I can't stand the French and Germans. That's it. There's no more. Second rate powers do not deserve a say at the big kid's table. Especially, when they have trouble keeping their schadenfreude under wraps. (via Stephen Den Beste)
The only thing that's worse than hearing our "allies" try to leverage their positions into cheap oil, it's hearing the Democratic Party's nincompoops talk bemoan our fouled relationships with those ungrateful sh*ts.
But, it's okay -- we don't really need the "Axis of Weasels". Why? Because we're closer to the Chinese than we've ever been:
"Neither we nor the Chinese leadership anymore believe that there is anything inevitable about our relationship, either inevitably bad or inevitably good," Powell said. "We believe that is up to us together to take responsibility for our common future."
Indeed. It seems that we are both in the midst of reappraisal, and that we are both liking what we see. Maybe that's because we look more and more similar every day:
"Today's China is more capitalist than many capitalist societies," says Ding Xueliang, a professor of social science at Hong Kong's University of Science and Technology. "You cannot talk about it, but you can do it."China's constitution does not yet guarantee private property rights. It says China is a "socialist state under the people's democratic dictatorship, led by the working class and based on the alliance of workers and peasants."

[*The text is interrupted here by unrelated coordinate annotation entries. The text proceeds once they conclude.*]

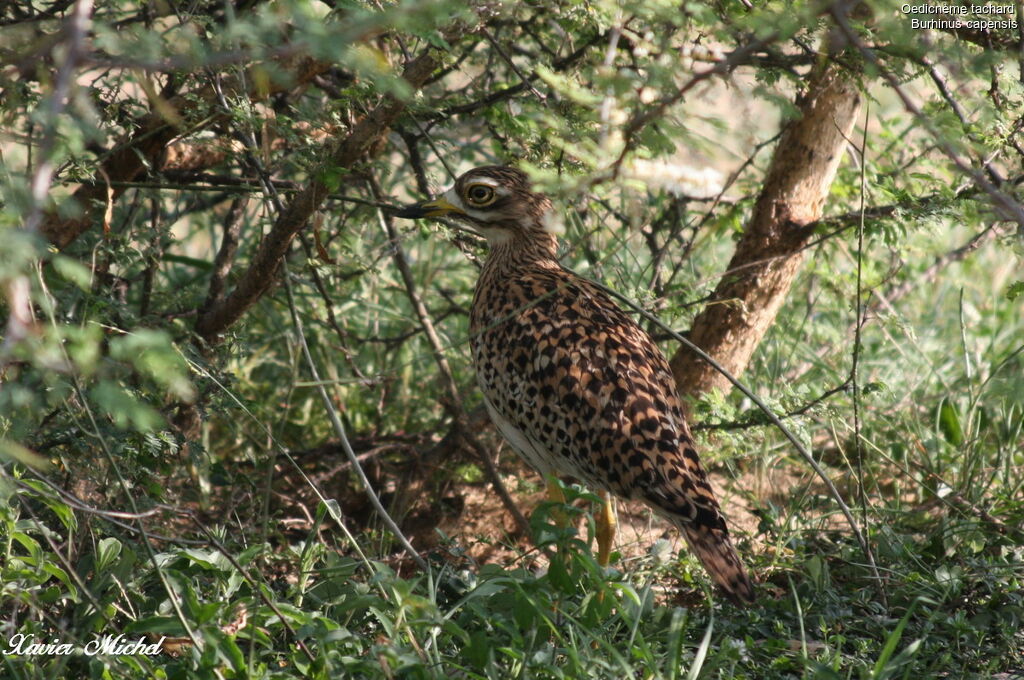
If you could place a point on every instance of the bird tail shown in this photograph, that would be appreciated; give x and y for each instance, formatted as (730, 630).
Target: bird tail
(714, 548)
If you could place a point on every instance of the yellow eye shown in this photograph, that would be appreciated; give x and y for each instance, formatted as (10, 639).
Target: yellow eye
(479, 195)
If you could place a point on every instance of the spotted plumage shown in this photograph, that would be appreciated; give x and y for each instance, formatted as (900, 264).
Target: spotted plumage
(574, 385)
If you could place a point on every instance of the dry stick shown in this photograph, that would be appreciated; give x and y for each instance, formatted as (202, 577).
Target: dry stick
(458, 408)
(252, 584)
(851, 520)
(270, 253)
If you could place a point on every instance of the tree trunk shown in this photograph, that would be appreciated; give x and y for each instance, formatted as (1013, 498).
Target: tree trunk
(770, 252)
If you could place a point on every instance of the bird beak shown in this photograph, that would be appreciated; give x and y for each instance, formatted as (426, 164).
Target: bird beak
(436, 208)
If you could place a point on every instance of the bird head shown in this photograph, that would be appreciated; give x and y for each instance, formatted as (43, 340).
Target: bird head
(497, 202)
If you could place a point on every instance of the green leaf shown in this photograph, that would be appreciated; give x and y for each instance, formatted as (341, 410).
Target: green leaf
(108, 551)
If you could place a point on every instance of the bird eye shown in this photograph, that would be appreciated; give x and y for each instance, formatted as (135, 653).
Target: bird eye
(479, 195)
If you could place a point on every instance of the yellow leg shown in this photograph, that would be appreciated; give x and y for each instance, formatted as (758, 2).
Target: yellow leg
(605, 528)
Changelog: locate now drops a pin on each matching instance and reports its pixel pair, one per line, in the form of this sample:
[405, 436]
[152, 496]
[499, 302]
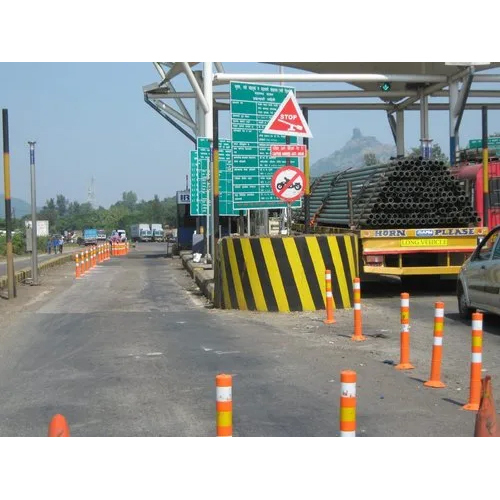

News reports last week said the party's 356-member Central Committee will debate amendments to "promote economic and social development" at an annual meeting in October. The reports gave no details, but experts said the changes might include a first-ever guarantee of property rights.
As Robert Prather points out:
There hasn't been a revolution that throws communism in the dustbin, but a quiet realization that, if they wish to prosper, capitalism is the only economic system that can deliver the goods. Now, if we could only get Europe to realize the same thing.